La CNIL dit non aux empreintes digitales pour la biométrie dans les écoles

mardi 30 septembre 2008

Des établissements scolaires, privés mais aussi publics, poussés par les parents, en viennent à mettre en place des dispositifs de contrôle des élèves (et des personnels, victimes collatérales).

Les Etats-Unis en sont aux détecteurs de métaux, aux vigiles (et aux profs armés comme le Texas l’a autorisé cet été !), on voit donc bien l’engrenage.

Nous dénonçons l’atteinte aux libertés individuelles, et agissons dans les établissements pour nous opposer à la mise en place de ces dispositifs.

Pour nous, les tâches de surveillance et de contrôle des absence sont parties intégrantes de l’acte éducatif, et doivent être confiées à des personnels formés.

L’argent dépensé pour ces dispositifs très coûteux ne doit servir qu’au financement des fonctions éducatives.

Avis de la CNIL du 26 juin 2008

Le 26 juin 2008, la CNIL a refusé l’utilisation d’un dispositif reposant sur l’empreinte digitale pour contrôler l’accès à un établissement scolaire ainsi que la présence des élèves.

Pour la première fois, la CNIL s’est prononcée sur l’utilisation d’un dispositif reposant sur la reconnaissance des empreintes digitales avec un stockage sur une base de données pour contrôler l’accès à un établissement d’enseignement ainsi que la présence des élèves.

Elle a considéré que la mise en place d’un tel dispositif n’était pas justifiée compte tenu de l’absence d’un fort impératif de sécurité. En effet, conformément à sa doctrine définie et codifiée en 2007 , le contrôle d’accès à un lycée ainsi que le contrôle de présence des élèves n’ont pas pour objet de sécuriser l’accès d’un nombre limité de personnes à une zone bien déterminée, représentant un enjeu majeur dépassant l’intérêt strict de l’organisme.

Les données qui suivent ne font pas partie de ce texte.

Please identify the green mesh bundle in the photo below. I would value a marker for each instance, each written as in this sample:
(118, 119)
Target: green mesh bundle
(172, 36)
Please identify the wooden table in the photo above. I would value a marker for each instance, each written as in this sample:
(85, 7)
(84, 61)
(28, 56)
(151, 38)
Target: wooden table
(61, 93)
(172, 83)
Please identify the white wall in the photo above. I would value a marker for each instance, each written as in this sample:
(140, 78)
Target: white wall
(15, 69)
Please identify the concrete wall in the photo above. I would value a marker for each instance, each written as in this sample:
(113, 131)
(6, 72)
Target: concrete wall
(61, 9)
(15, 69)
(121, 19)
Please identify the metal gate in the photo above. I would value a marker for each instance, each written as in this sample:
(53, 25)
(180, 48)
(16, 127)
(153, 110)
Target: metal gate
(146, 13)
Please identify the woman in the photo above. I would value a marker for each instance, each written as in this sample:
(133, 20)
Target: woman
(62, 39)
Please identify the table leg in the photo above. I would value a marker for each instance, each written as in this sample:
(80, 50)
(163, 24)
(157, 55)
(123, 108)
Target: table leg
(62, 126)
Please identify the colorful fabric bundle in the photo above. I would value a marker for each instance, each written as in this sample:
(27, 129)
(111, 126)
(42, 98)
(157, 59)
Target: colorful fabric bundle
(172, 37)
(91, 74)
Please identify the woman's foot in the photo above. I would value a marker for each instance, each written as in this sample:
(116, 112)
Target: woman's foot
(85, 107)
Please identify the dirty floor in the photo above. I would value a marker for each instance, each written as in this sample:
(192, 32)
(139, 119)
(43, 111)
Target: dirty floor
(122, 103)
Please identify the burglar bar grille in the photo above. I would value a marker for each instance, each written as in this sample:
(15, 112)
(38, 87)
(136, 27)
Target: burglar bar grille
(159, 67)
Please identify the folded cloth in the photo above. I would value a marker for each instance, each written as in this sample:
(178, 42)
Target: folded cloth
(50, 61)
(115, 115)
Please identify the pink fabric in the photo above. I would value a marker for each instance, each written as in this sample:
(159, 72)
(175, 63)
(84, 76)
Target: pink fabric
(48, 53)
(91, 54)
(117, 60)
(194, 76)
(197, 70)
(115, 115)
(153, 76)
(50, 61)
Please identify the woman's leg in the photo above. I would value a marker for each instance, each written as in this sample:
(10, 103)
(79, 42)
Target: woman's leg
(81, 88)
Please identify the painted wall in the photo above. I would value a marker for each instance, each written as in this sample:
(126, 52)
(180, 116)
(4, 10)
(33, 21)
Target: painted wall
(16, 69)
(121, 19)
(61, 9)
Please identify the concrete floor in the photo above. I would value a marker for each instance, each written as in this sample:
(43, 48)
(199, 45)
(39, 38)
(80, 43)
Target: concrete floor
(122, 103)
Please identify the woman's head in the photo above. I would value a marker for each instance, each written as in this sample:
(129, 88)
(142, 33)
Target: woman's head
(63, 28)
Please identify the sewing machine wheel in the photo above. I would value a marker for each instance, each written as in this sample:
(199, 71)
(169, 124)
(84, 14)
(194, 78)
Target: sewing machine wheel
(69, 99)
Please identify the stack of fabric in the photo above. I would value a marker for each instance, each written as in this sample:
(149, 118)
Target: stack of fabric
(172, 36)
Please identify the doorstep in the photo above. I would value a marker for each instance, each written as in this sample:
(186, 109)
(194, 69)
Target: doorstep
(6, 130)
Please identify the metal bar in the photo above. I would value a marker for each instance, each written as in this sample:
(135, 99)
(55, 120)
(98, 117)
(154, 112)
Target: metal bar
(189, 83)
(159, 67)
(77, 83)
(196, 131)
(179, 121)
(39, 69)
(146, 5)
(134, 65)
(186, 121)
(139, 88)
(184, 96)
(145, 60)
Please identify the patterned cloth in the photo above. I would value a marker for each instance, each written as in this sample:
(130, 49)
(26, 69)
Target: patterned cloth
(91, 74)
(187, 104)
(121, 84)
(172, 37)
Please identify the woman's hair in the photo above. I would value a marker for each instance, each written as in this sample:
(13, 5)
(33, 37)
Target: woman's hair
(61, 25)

A ce jour, la CNIL a exclusivement autorisé l’utilisation de dispositifs ayant pour finalité le contrôle de l’accès à la cantine scolaire reposant sur la reconnaissance du contour de la main, pour lesquels une procédure d’autorisation unique a d’ailleurs été adoptée en avril 2006 afin de faciliter l’accomplissement des formalités préalables.

S’agissant du refus d’autorisation concernant l’établissement scolaire, la Commission a pu constater que le choix d’un tel dispositif biométrique était consécutif à des sollicitations commerciales répétées. En conséquence, elle appelle les chefs d’établissements à être vigilants lorsqu’ils sont démarchés par des sociétés distribuant des systèmes biométriques.

Enfin, la CNIL souhaite poursuivre sa réflexion quant à l’utilisation de dispositifs biométriques auprès de mineurs et envisage prochainement de procéder à des auditions d’associations de parents d’élèves, de chefs d’établissement et de représentants du ministère de l’Education nationale.